DESCRIPTION (provided by applicant): There is an urgent need for novel anti-malaria interventions, due to the growing resistance of Plasmodium parasites to available drugs. The long-term objective of our research is to identify potential drug or vaccine targets using an efficient and cost-effective data-mining approach. This proposed study is aimed at the identification of biological networks as the first step toward a systems-level understanding of parasite biology. Compared to functional genomics, which requires a priori information about the identity or function of targets, a systems-level understanding of parasite biology will allow us to identify targets based on their key roles in networks. Specific aim 1 focuses on the harvest of data relevant to three gene families: the proteases, transporters, and transcription factors that are essential components in cellular networks for parasite growth and infection. Our project will encompass genomic data, expression data, and data derived from other high throughput experiments and bioinformatic and statistical analyses. Specific aim 2 focuses on the integration and encapsulation of these data in the form of network models. The models will be inferred using probabilistic graphical methods drawn from the field of engineering. Specific aim 3 focuses on the exploration of these models, particularly in the light of data from wet lab gene mapping and drug resistance experiments. Our "biological maps" will enable the visualization of evolutionary forces driving changes in the parasite's phenotype and should allow us to identify network design weaknesses in the parasite--potential vulnerabilities that could result in new malarial control strategies.

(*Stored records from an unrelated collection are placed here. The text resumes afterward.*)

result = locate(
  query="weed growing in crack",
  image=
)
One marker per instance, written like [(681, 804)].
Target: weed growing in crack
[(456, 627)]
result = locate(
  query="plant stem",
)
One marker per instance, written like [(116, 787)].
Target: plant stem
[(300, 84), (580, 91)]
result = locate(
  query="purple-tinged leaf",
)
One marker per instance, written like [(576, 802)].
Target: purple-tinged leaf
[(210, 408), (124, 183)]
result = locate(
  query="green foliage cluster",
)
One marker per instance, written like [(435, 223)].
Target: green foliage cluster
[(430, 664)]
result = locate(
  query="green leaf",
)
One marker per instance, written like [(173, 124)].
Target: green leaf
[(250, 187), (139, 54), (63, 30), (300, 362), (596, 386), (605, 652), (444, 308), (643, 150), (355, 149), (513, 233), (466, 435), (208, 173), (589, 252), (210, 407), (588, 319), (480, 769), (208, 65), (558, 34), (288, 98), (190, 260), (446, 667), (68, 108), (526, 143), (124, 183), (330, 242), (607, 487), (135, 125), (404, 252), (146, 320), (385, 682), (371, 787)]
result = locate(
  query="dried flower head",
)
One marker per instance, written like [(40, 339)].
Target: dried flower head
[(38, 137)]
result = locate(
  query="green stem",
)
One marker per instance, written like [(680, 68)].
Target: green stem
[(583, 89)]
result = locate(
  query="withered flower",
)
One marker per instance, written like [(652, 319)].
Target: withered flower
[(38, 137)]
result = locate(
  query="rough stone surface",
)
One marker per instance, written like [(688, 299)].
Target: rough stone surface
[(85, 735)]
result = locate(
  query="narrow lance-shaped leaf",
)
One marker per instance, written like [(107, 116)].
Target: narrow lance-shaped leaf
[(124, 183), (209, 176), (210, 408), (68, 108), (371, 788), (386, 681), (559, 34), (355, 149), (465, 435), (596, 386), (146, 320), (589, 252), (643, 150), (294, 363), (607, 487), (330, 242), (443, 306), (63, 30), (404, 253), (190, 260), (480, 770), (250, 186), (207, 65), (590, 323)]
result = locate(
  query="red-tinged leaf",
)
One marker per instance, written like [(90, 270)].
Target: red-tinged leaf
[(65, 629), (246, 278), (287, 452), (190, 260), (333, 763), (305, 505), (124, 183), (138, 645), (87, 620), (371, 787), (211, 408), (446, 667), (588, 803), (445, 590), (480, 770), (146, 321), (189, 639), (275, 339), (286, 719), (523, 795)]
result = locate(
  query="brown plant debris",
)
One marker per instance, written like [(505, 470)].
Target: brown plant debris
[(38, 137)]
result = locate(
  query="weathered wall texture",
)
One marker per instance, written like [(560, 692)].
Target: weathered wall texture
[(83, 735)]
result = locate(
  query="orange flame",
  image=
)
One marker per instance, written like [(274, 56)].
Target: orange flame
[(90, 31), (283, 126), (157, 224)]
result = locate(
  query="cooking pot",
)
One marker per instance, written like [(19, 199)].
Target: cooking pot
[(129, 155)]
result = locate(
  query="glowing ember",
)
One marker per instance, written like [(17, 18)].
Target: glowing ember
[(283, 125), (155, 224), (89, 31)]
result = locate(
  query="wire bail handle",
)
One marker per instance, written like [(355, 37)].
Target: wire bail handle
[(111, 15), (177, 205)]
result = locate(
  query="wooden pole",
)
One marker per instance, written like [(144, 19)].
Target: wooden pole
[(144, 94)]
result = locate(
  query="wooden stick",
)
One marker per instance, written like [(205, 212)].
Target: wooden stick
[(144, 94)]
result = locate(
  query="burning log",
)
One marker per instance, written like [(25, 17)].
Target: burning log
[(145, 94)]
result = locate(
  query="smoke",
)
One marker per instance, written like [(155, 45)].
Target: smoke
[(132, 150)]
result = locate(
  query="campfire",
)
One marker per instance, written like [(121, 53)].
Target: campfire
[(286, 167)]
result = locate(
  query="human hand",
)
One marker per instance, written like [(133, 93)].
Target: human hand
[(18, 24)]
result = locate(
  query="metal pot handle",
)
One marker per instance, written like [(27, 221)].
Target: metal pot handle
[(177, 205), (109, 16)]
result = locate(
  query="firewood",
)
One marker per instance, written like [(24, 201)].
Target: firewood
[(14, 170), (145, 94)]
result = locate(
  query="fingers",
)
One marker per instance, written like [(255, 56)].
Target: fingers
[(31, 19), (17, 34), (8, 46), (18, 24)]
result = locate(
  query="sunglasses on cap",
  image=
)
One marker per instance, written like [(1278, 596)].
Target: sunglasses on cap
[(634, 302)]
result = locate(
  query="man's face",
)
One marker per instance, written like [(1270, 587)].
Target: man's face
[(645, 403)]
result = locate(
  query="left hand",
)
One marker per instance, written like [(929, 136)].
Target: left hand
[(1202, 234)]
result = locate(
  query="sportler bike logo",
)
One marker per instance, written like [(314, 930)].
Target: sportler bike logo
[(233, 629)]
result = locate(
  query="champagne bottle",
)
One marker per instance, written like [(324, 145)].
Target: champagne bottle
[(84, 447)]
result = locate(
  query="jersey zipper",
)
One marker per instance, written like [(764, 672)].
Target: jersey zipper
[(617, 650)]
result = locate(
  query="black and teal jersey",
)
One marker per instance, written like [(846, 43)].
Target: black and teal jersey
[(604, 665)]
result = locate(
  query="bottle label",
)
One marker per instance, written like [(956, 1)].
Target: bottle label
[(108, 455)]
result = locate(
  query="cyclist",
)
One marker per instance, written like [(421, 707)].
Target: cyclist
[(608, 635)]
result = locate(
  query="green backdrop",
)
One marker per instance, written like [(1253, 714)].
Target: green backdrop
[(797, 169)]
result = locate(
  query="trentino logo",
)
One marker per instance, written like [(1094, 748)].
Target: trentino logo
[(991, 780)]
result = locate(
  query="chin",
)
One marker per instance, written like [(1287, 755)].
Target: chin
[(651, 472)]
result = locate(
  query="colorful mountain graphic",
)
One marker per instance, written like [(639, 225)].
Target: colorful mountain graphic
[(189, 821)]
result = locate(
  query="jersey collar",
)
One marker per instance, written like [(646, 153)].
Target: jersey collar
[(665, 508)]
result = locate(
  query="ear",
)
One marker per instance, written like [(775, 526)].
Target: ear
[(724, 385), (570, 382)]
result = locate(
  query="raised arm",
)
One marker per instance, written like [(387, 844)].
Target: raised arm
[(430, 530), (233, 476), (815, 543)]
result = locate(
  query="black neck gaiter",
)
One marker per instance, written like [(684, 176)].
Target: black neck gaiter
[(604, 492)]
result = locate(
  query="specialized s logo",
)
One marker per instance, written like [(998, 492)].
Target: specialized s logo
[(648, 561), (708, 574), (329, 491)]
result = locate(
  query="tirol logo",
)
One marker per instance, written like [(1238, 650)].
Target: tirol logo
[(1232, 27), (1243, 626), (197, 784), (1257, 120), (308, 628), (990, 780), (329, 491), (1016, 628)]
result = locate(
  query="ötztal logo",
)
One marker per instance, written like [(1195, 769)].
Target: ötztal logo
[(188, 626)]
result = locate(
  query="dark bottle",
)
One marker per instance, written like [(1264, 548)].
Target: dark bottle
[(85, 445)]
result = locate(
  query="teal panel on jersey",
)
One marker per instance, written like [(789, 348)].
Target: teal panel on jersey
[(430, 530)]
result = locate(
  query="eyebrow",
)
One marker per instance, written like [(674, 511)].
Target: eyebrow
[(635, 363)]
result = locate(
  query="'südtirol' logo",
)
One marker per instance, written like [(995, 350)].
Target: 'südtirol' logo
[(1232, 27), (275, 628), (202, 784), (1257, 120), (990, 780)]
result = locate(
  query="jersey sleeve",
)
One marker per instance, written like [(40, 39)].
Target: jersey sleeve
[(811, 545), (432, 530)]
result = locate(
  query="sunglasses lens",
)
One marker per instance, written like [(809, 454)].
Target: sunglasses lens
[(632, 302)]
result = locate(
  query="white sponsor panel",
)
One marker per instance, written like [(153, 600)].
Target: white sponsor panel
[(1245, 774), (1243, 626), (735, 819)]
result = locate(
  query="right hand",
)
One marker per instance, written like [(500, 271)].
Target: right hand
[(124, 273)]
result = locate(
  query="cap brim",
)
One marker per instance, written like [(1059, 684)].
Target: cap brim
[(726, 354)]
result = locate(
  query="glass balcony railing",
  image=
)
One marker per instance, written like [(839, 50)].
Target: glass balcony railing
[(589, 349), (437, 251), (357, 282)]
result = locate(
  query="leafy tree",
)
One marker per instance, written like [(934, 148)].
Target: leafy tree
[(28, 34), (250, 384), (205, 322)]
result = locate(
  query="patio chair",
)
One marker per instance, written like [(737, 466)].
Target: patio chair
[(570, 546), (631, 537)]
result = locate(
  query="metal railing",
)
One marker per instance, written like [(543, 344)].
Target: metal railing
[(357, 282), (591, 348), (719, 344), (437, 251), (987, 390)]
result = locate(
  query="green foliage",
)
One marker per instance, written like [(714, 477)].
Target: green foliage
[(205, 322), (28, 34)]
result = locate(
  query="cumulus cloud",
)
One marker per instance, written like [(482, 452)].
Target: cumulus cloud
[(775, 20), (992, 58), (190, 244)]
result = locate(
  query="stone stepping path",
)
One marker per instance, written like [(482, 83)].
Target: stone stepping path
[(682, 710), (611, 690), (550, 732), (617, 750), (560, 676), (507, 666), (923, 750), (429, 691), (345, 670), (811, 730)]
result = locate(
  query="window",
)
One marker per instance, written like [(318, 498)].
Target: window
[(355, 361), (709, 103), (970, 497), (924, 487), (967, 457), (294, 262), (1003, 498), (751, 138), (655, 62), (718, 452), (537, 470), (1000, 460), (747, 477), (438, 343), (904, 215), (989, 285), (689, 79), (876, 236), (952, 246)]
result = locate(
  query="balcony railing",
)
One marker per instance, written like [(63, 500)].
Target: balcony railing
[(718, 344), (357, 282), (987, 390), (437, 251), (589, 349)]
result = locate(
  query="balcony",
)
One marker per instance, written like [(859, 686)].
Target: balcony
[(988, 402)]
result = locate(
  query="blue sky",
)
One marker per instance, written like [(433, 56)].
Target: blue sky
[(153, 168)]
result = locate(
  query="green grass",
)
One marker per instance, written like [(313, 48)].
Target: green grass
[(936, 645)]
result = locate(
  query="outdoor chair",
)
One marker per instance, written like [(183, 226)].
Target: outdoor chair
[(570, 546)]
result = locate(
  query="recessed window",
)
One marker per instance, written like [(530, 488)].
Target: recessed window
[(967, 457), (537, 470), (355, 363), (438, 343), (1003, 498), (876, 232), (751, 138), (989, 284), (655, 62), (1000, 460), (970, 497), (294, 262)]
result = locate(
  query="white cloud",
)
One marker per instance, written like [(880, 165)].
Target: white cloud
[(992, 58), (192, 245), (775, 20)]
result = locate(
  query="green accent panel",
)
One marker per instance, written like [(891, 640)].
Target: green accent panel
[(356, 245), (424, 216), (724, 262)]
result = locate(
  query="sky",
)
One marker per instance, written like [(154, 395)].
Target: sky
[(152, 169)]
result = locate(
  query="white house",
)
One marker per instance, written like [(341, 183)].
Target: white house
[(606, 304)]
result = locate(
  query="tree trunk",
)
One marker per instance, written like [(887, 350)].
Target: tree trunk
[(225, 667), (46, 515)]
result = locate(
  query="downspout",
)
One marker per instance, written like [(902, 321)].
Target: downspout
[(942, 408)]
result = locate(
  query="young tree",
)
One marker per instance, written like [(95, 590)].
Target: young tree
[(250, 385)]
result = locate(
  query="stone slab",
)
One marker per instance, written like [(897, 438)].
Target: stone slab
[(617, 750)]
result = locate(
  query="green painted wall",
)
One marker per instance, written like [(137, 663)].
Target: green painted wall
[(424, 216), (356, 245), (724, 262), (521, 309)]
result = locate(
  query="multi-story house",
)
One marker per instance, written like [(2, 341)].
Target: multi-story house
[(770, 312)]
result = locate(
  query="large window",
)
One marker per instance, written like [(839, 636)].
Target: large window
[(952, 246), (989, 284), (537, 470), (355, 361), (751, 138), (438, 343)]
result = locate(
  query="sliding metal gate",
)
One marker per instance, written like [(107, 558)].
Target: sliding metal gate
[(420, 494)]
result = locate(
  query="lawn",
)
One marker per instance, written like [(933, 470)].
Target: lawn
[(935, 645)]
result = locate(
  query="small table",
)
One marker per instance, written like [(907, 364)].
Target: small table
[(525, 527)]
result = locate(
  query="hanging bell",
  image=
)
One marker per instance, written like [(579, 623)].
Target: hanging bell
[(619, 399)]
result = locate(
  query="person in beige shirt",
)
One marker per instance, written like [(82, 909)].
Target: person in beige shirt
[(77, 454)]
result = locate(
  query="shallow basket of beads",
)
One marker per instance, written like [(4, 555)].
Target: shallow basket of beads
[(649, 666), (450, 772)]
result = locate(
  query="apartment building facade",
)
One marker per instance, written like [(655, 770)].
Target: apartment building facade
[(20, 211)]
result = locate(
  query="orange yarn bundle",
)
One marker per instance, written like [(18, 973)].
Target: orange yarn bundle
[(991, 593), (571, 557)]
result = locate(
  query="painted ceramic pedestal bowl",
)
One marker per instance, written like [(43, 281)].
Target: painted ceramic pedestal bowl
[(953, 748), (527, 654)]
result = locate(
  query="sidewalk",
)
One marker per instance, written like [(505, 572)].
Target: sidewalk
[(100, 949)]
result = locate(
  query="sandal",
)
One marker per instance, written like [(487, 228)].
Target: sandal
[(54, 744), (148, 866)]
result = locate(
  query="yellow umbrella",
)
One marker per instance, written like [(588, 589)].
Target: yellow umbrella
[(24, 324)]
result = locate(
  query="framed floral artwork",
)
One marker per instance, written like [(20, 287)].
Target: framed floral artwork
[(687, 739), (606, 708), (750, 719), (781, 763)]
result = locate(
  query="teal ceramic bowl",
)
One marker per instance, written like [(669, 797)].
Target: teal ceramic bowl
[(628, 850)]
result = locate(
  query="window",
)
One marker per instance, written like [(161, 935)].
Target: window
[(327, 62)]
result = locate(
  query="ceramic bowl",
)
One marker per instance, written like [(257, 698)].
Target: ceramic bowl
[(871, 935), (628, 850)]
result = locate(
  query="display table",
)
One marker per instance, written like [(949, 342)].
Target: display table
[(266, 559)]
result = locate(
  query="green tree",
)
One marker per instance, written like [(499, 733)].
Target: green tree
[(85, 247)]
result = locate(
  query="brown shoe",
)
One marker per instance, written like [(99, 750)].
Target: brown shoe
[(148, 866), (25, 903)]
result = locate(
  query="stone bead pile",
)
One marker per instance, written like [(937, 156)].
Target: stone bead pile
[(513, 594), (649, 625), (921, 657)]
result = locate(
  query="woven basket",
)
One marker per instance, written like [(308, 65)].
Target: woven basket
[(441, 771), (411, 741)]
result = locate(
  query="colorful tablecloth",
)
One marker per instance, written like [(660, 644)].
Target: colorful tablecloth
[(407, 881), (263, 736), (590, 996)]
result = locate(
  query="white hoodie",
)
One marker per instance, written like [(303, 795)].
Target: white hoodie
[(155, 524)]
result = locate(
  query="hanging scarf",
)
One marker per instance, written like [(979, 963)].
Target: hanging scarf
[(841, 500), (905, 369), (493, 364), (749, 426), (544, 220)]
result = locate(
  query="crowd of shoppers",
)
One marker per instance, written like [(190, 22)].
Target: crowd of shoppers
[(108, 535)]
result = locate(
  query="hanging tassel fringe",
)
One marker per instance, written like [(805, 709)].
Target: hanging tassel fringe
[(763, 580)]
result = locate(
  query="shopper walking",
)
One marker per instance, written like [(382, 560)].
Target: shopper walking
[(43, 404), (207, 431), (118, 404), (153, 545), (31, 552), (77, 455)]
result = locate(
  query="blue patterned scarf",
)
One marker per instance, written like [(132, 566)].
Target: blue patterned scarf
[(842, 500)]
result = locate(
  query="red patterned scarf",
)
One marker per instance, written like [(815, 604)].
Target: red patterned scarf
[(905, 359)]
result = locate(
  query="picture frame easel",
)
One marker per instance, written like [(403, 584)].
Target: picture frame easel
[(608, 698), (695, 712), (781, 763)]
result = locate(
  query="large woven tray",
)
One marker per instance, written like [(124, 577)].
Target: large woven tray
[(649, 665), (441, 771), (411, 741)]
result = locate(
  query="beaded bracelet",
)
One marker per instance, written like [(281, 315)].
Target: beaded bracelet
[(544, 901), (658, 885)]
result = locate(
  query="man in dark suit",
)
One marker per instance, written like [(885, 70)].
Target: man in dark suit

描述（由申请人提供）：由于疟原虫寄生虫对可用药物的耐药性日益增强，迫切需要新的抗疟疾干预措施。我们研究的长期目标是使用有效且具有成本效益的数据挖掘方法来确定潜在的药物或疫苗靶点。这项拟议的研究旨在识别生物网络，作为对寄生虫生物学的系统级理解的第一步。功能基因组学需要关于目标的身份或功能的先验信息，与之相比，对寄生虫生物学的系统级理解将使我们能够根据它们在网络中的关键作用来识别目标。具体目标1侧重于收获与三个基因家族相关的数据：蛋白酶，转运蛋白和转录因子，它们是寄生虫生长和感染的细胞网络中的重要组成部分。我们的项目将包括基因组数据，表达数据，以及来自其他高通量实验和生物信息学和统计分析的数据。具体目标2侧重于以网络模型的形式集成和封装这些数据。这些模型将使用来自工程领域的概率图形方法来推断。具体目标3侧重于这些模型的探索，特别是根据湿实验室基因定位和耐药性实验的数据。我们的“生物地图”将使驱动寄生虫表型变化的进化力量可视化，并使我们能够识别寄生虫网络设计的弱点-可能导致新的疟疾控制策略的潜在漏洞。